Slip agents are introduced during the mixing and extrusion stage of polymer film manufacture to reduce the Coefficient of Friction (the term used to measure the resistance to slip between two parallel polymer web surfaces). Like low molecular weight materials, slip agents are not bonded to the polymer bulk and are free to migrate through the to the surface — in effect, acting as lubricants.

But, depending on their molecular chain length, different slip agents react and behave differently with different bulk polymers. Miscalculations in compatibility can result in an undesirable migration rate, not only with regards to the time it takes slip agents to reach the polymer surface, but also with regard to the total amount that make and complete the journey to the outermost layers.

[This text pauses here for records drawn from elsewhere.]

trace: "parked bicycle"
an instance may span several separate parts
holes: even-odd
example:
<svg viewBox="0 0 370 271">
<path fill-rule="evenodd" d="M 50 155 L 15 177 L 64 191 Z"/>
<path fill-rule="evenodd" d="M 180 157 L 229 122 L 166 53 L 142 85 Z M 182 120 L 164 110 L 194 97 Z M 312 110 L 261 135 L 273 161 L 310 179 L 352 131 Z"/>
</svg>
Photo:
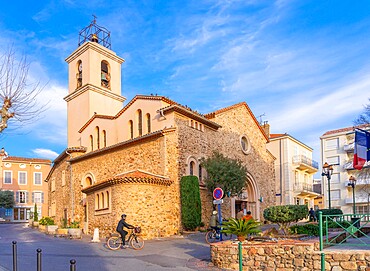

Once again, ToFSIMS analysis is an ideal identification tool for this scenario. ToFSIMS spectral analysis is used to identify slip agents present on the drug sample surface. Chemical imaging using ToFSIMS can be utilized to assess whether the presence of foreign species matches the discolouration region. If there is a correlation, surface analysis can then be used to compare and contrast samples exposed to polymers that utilize slip agents of differing molecular length to identify potential solutions to the problem.

In conclusion, surface analysis can be — and is often — used when pharmaceuticals display discolouration. And, as hopefully I have indicated in this edition of the Surgery, not only can analytical techniques such as ToFSIMS be used to identify potential root causes, they can then be used to assess the viability of alternative solutions. A practical solution to a potentially costly problem.

Shaun Bainbridge a chartered chemist, is sales & marketing manager at CSMA (UK) and has been with the company since 2003. Shaun promotes the features and benefits of surface analysis techniques to a wide range of sectors and disciplines, and provides valuable advice on troubleshooting and delivering analytical solutions for numerous commercial applications, including successful product development and reverse engineering.